A nurse obtains a focused health history for a client who is scheduled for magnetic resonance angiography. Which priority question should the nurse ask before the test?
- A. Have you had a recent blood transfusion?
- B. Do you have allergies to iodine or shellfish?
- C. Are you taking any cardiac medications?
- D. Do you currently use oral contraceptives?
Correct Answer: B
Rationale: Allergies to iodine or shellfish are critical to assess because the contrast used in magnetic resonance angiography may cause a similar allergic reaction. The other options do not affect the safety or outcome of the procedure.
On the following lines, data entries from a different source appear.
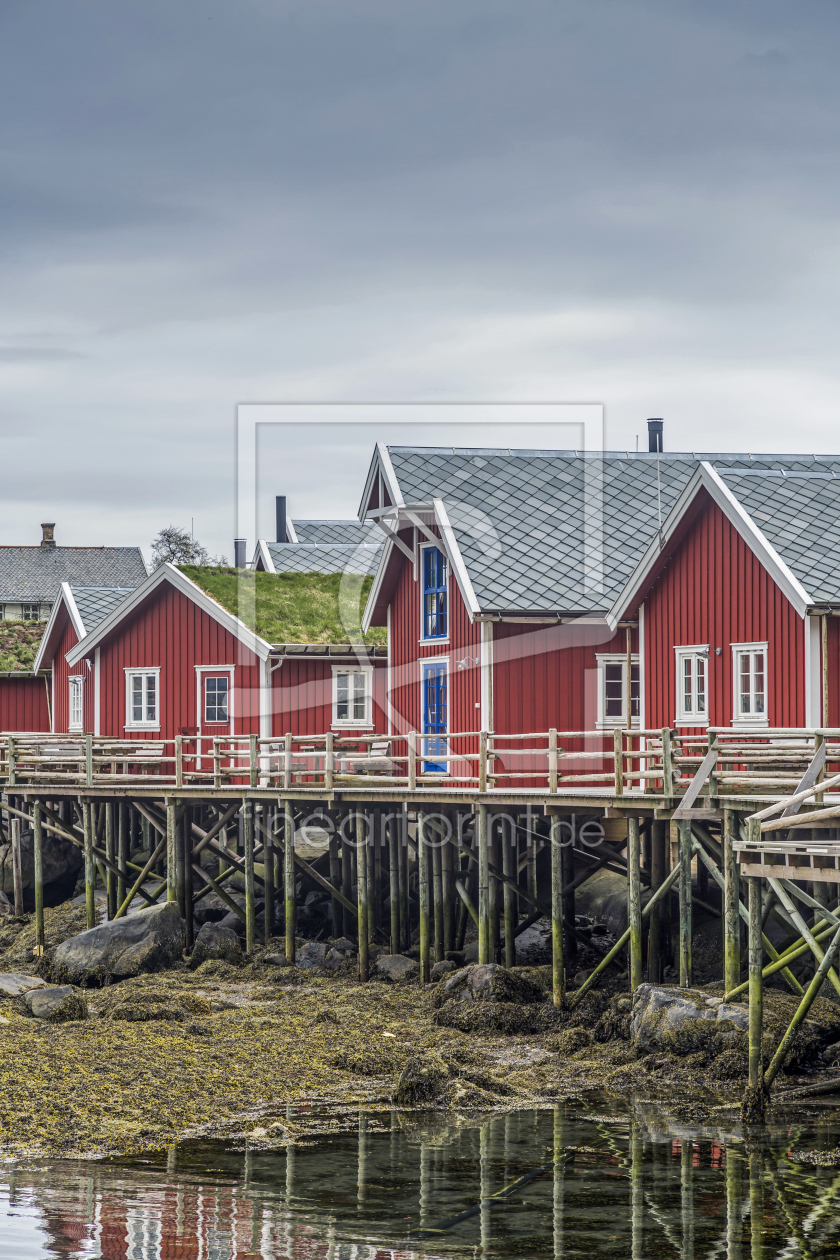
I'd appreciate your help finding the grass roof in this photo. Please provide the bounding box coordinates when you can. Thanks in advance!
[180,564,388,645]
[0,621,47,670]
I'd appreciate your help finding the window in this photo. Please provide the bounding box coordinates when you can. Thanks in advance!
[732,643,767,725]
[332,665,373,726]
[423,547,450,639]
[596,653,640,726]
[126,668,160,731]
[422,660,448,774]
[674,644,709,726]
[204,674,230,722]
[67,677,84,731]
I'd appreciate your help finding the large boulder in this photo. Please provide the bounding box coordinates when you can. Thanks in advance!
[0,830,84,893]
[54,901,186,984]
[190,922,242,969]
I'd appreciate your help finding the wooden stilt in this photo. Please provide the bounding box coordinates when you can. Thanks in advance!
[500,830,518,966]
[679,820,693,985]
[723,809,741,993]
[283,800,295,966]
[550,814,565,1007]
[476,805,491,963]
[627,818,642,993]
[31,800,45,958]
[417,809,431,984]
[82,800,96,927]
[242,800,257,954]
[354,813,370,983]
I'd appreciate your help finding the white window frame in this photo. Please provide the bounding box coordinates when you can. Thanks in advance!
[67,674,84,731]
[125,665,160,731]
[331,665,373,731]
[732,643,769,727]
[594,651,642,731]
[414,538,452,648]
[674,643,709,726]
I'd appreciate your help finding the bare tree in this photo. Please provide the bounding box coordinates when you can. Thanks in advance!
[151,525,228,568]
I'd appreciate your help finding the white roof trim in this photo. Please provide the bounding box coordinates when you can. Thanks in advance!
[607,460,814,630]
[67,562,271,665]
[361,538,394,634]
[433,499,481,620]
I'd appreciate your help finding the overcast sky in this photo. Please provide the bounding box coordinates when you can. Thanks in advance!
[0,0,840,554]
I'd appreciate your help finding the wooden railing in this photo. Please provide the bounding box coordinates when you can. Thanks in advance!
[0,727,840,798]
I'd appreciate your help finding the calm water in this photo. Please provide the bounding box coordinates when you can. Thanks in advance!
[0,1103,840,1260]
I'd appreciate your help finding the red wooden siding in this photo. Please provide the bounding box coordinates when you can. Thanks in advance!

A nurse plans care for an 83-year-old client who is experiencing age-related sensory perception changes. Which intervention should the nurse include in this client's plan of care?
- A. Provide a call button that requires only light pressure to activate.
- B. Ensure the path to the bathroom is free from equipment.
- C. Encourage the client to season food to stimulate nutritional intake.
- D. Provide written instructions in large print for the client.
Correct Answer: B
Rationale: Clearing the path to the bathroom ensures safe ambulation for a client with sensory perception changes, reducing fall risk. The other options do not directly address the safety concerns related to impaired sensory perception.
A nurse cares for a client who is recovering from a single-photon emission computed tomography (SPECT) with a radiopharmaceutical agent. Which statement should the nurse include when discussing the plan of care with this client?
- A. You may return to your previous activity level immediately.
- B. You are radioactive and must use a private bathroom.
- C. Frequent assessments of the injection site will be completed.
- D. We will be monitoring your renal function closely.
Correct Answer: A
Rationale: No special precautions are needed after SPECT, as radioisotopes are eliminated in urine without requiring monitoring or activity restrictions. The other options are unnecessary.